Auch der Schauspieler Hubsi Kramar ist unter den Demonstrierenden. "Das Problem ist, in Österreich gibt es keine großen Rohstoffe. Jetzt ist der einfache Bürger der Rohstoff, den man ausbeuten kann. [...] Der Großteil von den Selbständigen hat ja nix. Dann gibt es reiche Selbständige, die sind aber gedeckelt, das heißt, die müssen ab bestimmten Einnahmen nicht mehr zahlen. Aber wir, die unten irgendwas verdienen - kaum zuviel, uns wird‘s das aus der Tasche gerissen. Und ich kenne so viele Leute, die einfach nicht mehr wissen, wovon sie leben sollen."

Im Ministerium kennt man die Probleme

Walter Pöltner ist für das Sozialministerium vor Ort. Der Sektionsleiter für Sozialversicherung kennt die Sorgen der Demonstrierenden. Die EPUs stünden vor großen ökonomischen Problemen und würden von der Wirtschaft oft ausgenützt. Für die Sozialpolitik stelle dies eine große Herausforderung dar, vor allem in den nächsten Jahren.

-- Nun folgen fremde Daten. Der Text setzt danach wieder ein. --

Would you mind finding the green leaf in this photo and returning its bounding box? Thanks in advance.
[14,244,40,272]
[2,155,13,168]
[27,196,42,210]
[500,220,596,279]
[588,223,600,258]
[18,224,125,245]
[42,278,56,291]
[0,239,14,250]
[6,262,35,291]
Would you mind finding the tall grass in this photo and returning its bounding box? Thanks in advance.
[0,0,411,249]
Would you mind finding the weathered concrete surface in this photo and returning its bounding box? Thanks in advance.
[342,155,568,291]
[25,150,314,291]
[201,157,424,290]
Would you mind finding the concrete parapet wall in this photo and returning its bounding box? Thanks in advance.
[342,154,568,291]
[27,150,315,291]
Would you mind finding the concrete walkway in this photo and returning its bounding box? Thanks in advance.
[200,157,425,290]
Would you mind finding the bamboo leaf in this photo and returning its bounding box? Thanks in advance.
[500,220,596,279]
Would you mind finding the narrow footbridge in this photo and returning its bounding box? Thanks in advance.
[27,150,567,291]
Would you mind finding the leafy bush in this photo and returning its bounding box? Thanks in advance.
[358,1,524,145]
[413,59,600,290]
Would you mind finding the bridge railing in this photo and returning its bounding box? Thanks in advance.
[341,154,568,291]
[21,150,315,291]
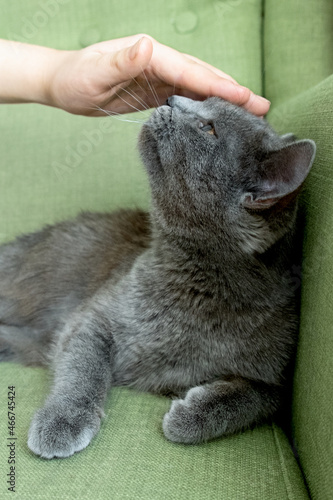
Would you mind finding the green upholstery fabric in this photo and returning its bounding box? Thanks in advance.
[0,0,333,500]
[263,0,333,106]
[0,364,307,500]
[270,75,333,500]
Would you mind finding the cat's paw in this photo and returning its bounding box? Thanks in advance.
[28,404,102,458]
[163,386,207,444]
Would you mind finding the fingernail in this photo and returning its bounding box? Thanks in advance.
[128,38,142,61]
[256,94,271,106]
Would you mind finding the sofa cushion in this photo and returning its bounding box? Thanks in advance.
[0,363,308,500]
[269,75,333,500]
[263,0,333,106]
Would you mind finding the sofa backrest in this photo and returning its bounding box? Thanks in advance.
[264,0,333,500]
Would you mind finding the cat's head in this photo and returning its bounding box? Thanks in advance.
[139,96,316,253]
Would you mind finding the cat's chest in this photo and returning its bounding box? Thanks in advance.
[110,321,230,392]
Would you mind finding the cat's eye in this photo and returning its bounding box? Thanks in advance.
[199,122,216,135]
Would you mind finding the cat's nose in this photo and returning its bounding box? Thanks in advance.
[165,95,193,111]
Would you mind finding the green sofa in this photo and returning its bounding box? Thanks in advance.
[0,0,333,500]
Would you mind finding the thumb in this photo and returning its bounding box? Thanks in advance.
[100,37,153,85]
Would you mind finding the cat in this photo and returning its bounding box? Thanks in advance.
[0,96,316,458]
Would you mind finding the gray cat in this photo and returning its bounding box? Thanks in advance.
[0,96,315,458]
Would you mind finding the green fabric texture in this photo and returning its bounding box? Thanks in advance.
[0,0,262,242]
[263,0,333,106]
[270,75,333,500]
[0,363,308,500]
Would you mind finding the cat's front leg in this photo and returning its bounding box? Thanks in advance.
[28,314,114,458]
[163,377,281,444]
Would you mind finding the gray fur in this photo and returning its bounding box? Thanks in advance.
[0,97,315,458]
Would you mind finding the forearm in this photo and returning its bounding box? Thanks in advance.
[0,39,62,105]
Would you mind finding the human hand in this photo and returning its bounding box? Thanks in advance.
[44,35,270,116]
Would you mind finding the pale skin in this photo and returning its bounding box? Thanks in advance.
[0,34,270,116]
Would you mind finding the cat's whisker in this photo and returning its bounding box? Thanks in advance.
[142,69,160,112]
[114,90,145,112]
[116,87,149,113]
[93,106,145,125]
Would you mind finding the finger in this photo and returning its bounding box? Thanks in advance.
[183,54,238,85]
[99,37,153,86]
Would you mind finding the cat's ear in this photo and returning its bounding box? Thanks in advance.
[243,139,316,210]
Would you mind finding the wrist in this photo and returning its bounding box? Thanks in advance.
[0,40,65,106]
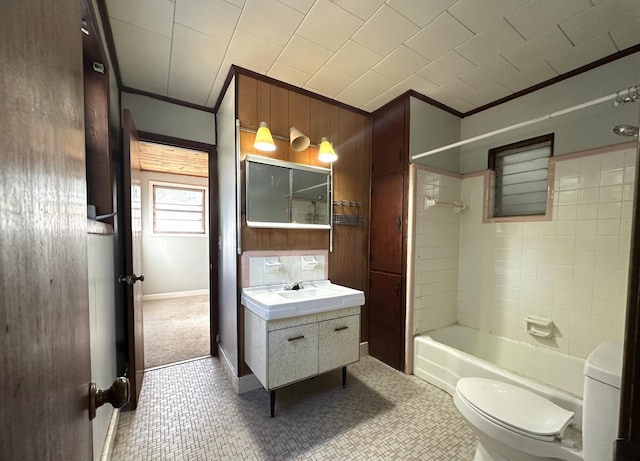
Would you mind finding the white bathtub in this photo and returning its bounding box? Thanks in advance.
[413,325,584,427]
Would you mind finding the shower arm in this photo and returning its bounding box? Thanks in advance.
[411,85,640,161]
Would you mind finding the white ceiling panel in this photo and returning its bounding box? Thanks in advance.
[500,61,558,93]
[175,0,242,42]
[447,98,477,114]
[267,61,312,88]
[389,74,438,96]
[387,0,457,27]
[107,0,175,37]
[460,56,518,90]
[427,78,476,102]
[406,13,473,61]
[225,29,282,72]
[105,0,640,112]
[547,34,617,74]
[560,0,640,45]
[609,19,640,50]
[363,91,396,112]
[296,0,364,51]
[333,0,385,21]
[352,70,393,99]
[373,45,429,81]
[327,40,382,78]
[448,0,528,34]
[238,0,304,46]
[278,0,315,14]
[464,83,511,107]
[336,84,372,107]
[304,67,355,98]
[171,24,227,69]
[418,51,476,85]
[353,5,420,56]
[456,20,524,65]
[502,27,573,69]
[506,0,591,39]
[278,35,331,74]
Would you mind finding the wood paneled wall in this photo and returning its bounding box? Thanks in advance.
[236,73,371,340]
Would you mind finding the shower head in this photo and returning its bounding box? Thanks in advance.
[613,125,638,136]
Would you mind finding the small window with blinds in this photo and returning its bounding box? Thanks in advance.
[489,134,553,218]
[151,183,207,235]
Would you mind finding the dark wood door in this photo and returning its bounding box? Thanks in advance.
[0,0,92,460]
[121,109,144,410]
[371,100,409,178]
[369,173,404,274]
[368,173,405,370]
[368,272,405,370]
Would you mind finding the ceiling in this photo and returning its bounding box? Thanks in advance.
[105,0,640,113]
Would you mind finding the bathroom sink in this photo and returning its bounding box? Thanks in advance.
[278,288,334,299]
[241,280,364,320]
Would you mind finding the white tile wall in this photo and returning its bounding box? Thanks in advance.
[242,250,328,287]
[413,170,461,334]
[414,144,636,357]
[457,149,635,357]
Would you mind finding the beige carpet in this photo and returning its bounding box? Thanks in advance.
[143,295,211,368]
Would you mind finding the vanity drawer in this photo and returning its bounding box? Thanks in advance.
[318,315,360,373]
[269,323,318,389]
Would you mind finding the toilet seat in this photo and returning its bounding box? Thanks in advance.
[456,377,574,442]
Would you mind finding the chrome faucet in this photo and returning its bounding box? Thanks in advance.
[284,280,304,291]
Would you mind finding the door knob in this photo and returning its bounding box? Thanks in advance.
[89,377,130,420]
[118,274,144,285]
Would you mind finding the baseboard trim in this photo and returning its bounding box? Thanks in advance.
[142,289,209,301]
[360,341,369,357]
[218,344,262,394]
[100,408,120,461]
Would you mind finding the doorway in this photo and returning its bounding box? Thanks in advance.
[135,138,217,370]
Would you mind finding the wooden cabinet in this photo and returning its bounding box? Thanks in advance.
[318,314,360,373]
[369,272,406,370]
[369,172,404,274]
[371,99,409,178]
[268,323,318,390]
[367,98,409,370]
[244,306,360,416]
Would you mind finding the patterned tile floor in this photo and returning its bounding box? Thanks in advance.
[112,356,476,461]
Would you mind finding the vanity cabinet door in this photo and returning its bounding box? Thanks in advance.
[318,315,360,373]
[269,323,318,390]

Kaffeetasse am SVA Flashmob, Schild mit Aufschrift: Psychologische Hilfe

FM4, Simon Welebil

Obwohl Pöltner Verständnis für die Anliegen der Selbständigen äußert, sieht er momentan wenig Spielraum für deren Umsetzung. "Viele Lösungen kosten auch Geld und Geld ist momentan in den öffentlichen Kassen sehr wenig vorhanden." Der Kampf um soziale Absicherung würde noch länger dauern, meint er weiter denn "der Kampf um soziale Absicherung ist auch ein Verteilungskampf in der Gesellschaft."

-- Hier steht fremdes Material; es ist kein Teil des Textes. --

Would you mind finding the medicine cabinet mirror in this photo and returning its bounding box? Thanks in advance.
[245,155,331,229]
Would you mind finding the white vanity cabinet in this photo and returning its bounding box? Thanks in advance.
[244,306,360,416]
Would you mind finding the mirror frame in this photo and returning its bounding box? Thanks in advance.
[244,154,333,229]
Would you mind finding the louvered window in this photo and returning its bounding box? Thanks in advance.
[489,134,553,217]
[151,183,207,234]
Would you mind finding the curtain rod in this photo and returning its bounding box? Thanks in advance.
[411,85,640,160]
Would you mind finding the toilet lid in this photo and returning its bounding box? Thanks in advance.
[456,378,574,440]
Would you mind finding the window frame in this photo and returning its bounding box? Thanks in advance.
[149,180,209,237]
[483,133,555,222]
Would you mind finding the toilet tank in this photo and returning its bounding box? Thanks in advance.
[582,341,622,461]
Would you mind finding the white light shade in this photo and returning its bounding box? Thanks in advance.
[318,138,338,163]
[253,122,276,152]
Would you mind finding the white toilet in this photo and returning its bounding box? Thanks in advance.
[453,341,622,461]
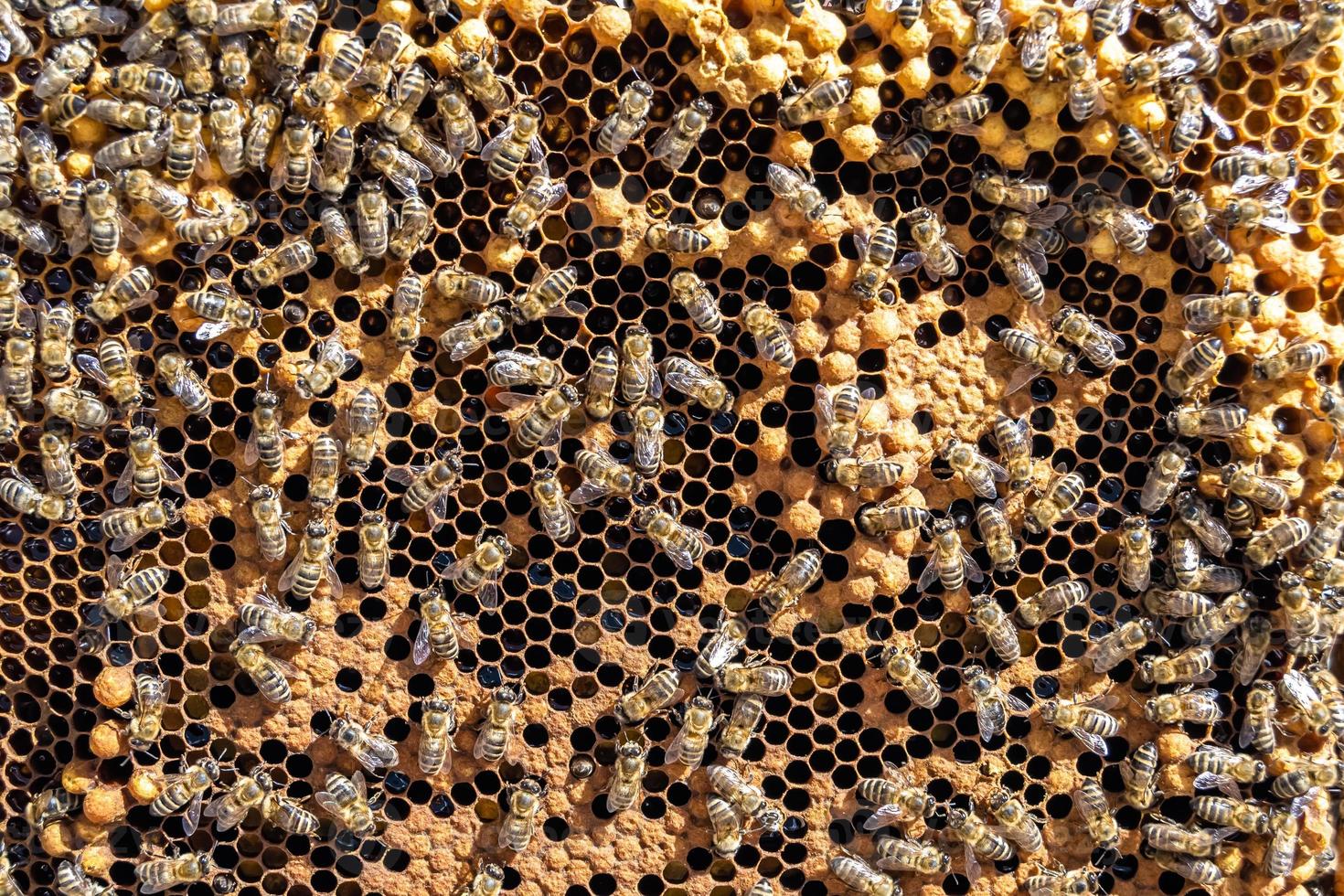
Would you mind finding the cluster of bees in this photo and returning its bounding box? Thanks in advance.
[0,0,1344,896]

Die Amici delle SVA scheinen momentan bereit, diesen Verteilungskampf führen zu wollen. "Hartnäckig bleiben", das hat man ihnen im Ministerium geraten. Für die Amicis ist der Flashmob nur ein weiterer Schritt zum Zusammenwachsen gewesen. Aus ihren Aktionen soll eine starke Lobby erwachsen, die sich für die Interessen der prekären Selbständigen einsetzt. In den nächsten Wochen müsse man mit ihnen rechnen.